Post scriptum is a Latin expression meaning "after writing," used as a note at the end of a text, and in letters after a signature. Under the Post Scriptum (abbreviated as PS), information is added that has been forgotten or whose content doesn't fit the main message. I contemplated this particular post scriptum while reading and editing the book by Pan Misza, my father. Like my father, I didn't want to introduce the martyrdom section early in my descriptions, so this will not attract the reader's attention. This particular postscriptum is actually a response to my own long-standing questions and reflections.

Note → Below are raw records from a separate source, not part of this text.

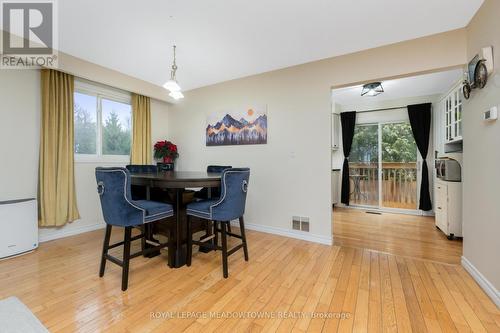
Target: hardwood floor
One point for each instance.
(403, 235)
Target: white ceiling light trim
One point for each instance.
(172, 85)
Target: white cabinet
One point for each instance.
(447, 119)
(335, 131)
(448, 207)
(453, 107)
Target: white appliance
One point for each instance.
(19, 225)
(448, 195)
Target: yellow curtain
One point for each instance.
(56, 180)
(141, 130)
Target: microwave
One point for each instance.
(448, 169)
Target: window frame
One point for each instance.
(101, 92)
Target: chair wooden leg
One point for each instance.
(126, 257)
(189, 254)
(216, 235)
(105, 246)
(243, 238)
(224, 248)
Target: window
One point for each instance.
(103, 123)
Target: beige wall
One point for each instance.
(481, 209)
(291, 174)
(19, 140)
(19, 133)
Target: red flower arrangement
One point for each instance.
(166, 150)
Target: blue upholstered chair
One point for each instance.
(119, 210)
(230, 206)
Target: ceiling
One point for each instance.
(415, 86)
(219, 40)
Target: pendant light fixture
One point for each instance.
(172, 85)
(372, 89)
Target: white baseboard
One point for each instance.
(288, 233)
(54, 233)
(486, 285)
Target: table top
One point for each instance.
(177, 179)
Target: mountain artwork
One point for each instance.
(245, 127)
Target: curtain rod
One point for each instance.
(383, 109)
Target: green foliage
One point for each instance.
(115, 138)
(398, 144)
(85, 131)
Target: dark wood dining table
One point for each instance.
(177, 181)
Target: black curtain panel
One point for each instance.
(420, 120)
(348, 121)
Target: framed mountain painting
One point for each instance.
(247, 126)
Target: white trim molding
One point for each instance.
(48, 234)
(486, 285)
(287, 233)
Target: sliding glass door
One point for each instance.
(399, 166)
(383, 166)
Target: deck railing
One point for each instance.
(399, 184)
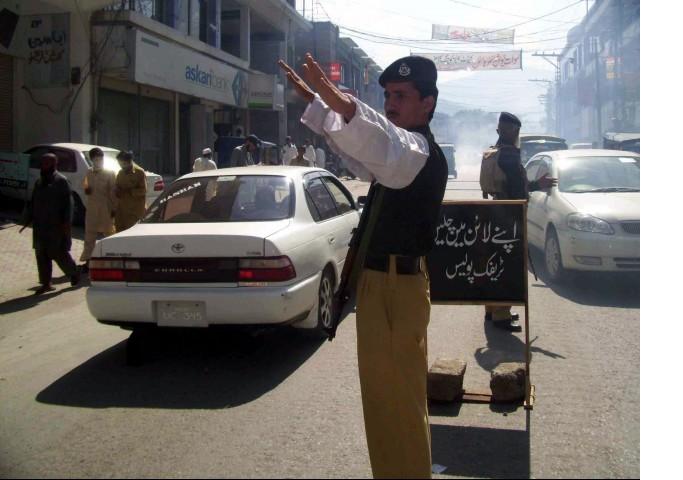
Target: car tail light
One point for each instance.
(113, 270)
(274, 269)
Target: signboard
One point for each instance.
(47, 44)
(472, 35)
(14, 170)
(480, 253)
(335, 72)
(511, 60)
(162, 64)
(265, 92)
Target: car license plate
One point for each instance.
(181, 314)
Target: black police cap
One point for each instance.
(507, 117)
(410, 69)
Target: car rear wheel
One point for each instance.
(325, 297)
(553, 257)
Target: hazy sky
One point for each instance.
(489, 90)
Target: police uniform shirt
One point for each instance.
(408, 163)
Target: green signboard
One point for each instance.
(14, 170)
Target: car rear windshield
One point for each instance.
(595, 174)
(110, 161)
(226, 198)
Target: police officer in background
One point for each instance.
(503, 177)
(397, 152)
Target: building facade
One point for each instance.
(599, 84)
(163, 78)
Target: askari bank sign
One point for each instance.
(166, 65)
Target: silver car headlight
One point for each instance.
(588, 223)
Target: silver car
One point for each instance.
(259, 245)
(591, 220)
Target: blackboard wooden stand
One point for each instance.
(494, 270)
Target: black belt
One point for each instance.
(404, 265)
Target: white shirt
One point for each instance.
(310, 155)
(288, 153)
(370, 145)
(320, 158)
(201, 164)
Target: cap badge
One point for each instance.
(404, 70)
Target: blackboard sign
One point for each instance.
(480, 253)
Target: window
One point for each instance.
(227, 198)
(342, 198)
(321, 200)
(66, 160)
(531, 169)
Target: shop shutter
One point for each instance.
(6, 100)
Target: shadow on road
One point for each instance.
(29, 301)
(617, 290)
(474, 452)
(502, 346)
(207, 369)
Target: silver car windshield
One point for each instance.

Janusz Korczak does and does not have a grave at Treblinka. The same situation concerns almost 950,000 Jews who were murdered in the Treblinka extermination camp. Initially, gassed victims were buried in large mass graves.
In 1943, the Nazis, in an attempt to hide evidence of the mass murder, ordered the bodies to be exhumed from mass graves and burned on large, open-air pyres made of railway lines and wood. Thereafter, ashes were mixed with sand and spread over a large area of the campgrounds. Therefore, the Treblinka monument serves as a memorial to all those who were murdered there, including Korczak, the Dom Sierot staff, and 239 children. The entire area at the Treblinka death camp is regarded as a mass grave as the ashes of the victims are commingled with the soil of the camp site.
There is, however, a single stone within the Treblinka memorial that commemorates Dr. Janusz Korczak (Henryk Goldszmit). The stone is the only one among the 17,000 stones at the site that bears an individual name.
Treblinka was the second deadliest Nazi extermination camp, after Auschwitz-Birkenau. Most of the Polish Jews were murdered there (not in Auschwitz). Victims were transported to the camp in the cattle wagons and murdered in gas chambers with carbon monoxide exhaust fumes. It happened immediately upon arrival. The Treblinka extermination camp was in operation from July 23, 1942, to October 1943. Gassing operations ceased after the prisoner uprising on August 2, 1943, and the final transport of Jews was murdered on August 19, 1943.
The last time my mother, Lunia Rozental, saw her father was on June 26, 1942, in the Warsaw ghetto. In the morning, my grandfather, Gabriel Rozental was going to get a free soup from a soup kitchen on Ogrodowa Street. Gross Action had just started. The same day he did not show up at home, the rest of the family understood that he was being deported to the Treblinka death camp. After that day, the Rozental sisters heard nothing more from their father. On that day, 6,400 Jews were transported to the death camp Treblinka. There is no single photo of my grandfather Gabriel Rozental. He was murdered in Treblinka at the age of 48.
My grandmother, Helena Rozental née Polirsztok, was also murdered in Treblinka. To avoid deportation, she worked and lived in a factory in the ghetto that manufactured brushes for German contractors. However, she was taken from there on August 3, 1942, to Umschlagplatz and Treblinka. My mother went to visit her that evening and found only an empty bed in the room where she lived with other workers. She sat on her mother's bed for a long time. It was probably then that she decided to escape from the ghetto despite the great dangers outside. On that day, 6,458 Jews were transported to the death camp Treblinka.
On August 5, 6,623 Jews were transported to the death camp Treblinka. Among them were Janusz Korczak, Pani Stefa, 239 children, and ten teachers. Several other orphanages from the Little Ghetto were also sent on that day to Treblinka.
The ashes of my grandparents, Helena and Gabriel Rozental, and more than 100 other members of the Polirsztok, Rozental, and Wójcikiewicz families from Warsaw are scattered around the Treblinka area.
The monument dedicated to Janusz Korczak and the children of his orphanage at the Jewish Cemetery in Warsaw is nowadays widely regarded as his symbolic grave (cenotaph). The monument serves as a place for remembrance and mourning in the city where he lived and worked. It is symbolic because his physical remains lie at the site of the Treblinka extermination camp.